Environmental Resolutions in Less-developed Countries

This week we celebrated Earth Day 2016, and with each year that passes awareness of the damage that our lifestyles, markets, and consumerism behaviours cause to the environment grows. My passion for this area remains relatively young, it’s all too easy to ignore until you are faced with the plausible possibility that one day we might simply destroy it all. I do in fact want my children, and their children to be able to play in the forest, to see incredible wildlife and marine life, to sit on a beach not a pile of trash, and that’s when you realise that we are all in this together, a shared responsibility to do what we can.

The reality of deforestation, increasing carbon emissions, non-renewable energy sources, increasing waste and improper disposal thereof creates a nasty picture of what our world might look like without change in even 10 or 20 more years.

Living overseas, particularly in less developed areas, makes it increasingly hard to do your bit for the environment however. Here, where I live in Cambodia, for example, everything comes in a plastic bag, you buy a can of coke, it gets bagged, vegetables get a bag each in a bigger bag, coffee is in a plastic cup or bag in another bag, and with tap-water that is unsafe for drinking, you are forced to resort to other sources, which often means plastic bottles. Not to mention that the flights between here and home do enough damage without adding anything more.

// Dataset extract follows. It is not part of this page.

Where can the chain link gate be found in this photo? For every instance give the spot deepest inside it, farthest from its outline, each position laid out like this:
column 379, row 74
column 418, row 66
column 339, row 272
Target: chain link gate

So what are a few resolutions that expats living in less developed areas can take to reduce their impact on the environment and contribute to preserving the world for future generations – here are my ideas:

  1. Re-usable water bottles and bulk stocks. Obviously, if you can’t fill your bottle at a tap, you still need to buy a larger source to fill from, unfortunately that often means larger plastic bottles. Look for something re-usable, here the 20litre bottles are returned and re-used by the central distribution centre, not ideal but better when coupled with a re-usable drinking bottle as well.
  2. Buy drinks in containers that can be recycled and avoid plastic. I always try to buy soda’s in cans, which can be recycled and reduce plastic waste.
  3. Re-usable carrier bags – and pack your own items so that the shopkeeper does not try to put a plastic bag inside your tote.
  4. Turn things off – you can only be in one place at a time – so only use the lights, fans, AC in the room you are in to save energy and money!
  5. Tupperware for take-out, when you go out to dinner, pop a Tupperware in your bag and bring home any leftovers in that rather than a polystyrene, plastic bag, rubber band combo that the restaurant will create. Equally if your order food, take your own container when you go to collect it.
  6. Go paperless and encourage your office to do the same – if you can’t, try printing double-sided or on just half a page, or try evaluating how many people need a printout of different articles – can they be shared or centrally displayed?
  7. Leave your vehicles at home – when you can choose public transportation, or better still walk and cycles as much as possible.

What is key however, is that even though for most of us, removing plastic from our lives for example is an unattainable goal, reducing our consumption of it is far more achievable. As such, if we all strive to simply reduce where we can, together we will make an impact. If you are willing to go further than the points above, other things you could try include taking your own cup to get take-away coffee, planting trees, eating less meat, limiting fish consumption to only sustainable options and much much more.

As cliched as it sounds, I truly believe that if everyone made a few small changes, together we can make a huge impact. For me, it’s time to really drive my efforts to making these easy resolves part of everyday life!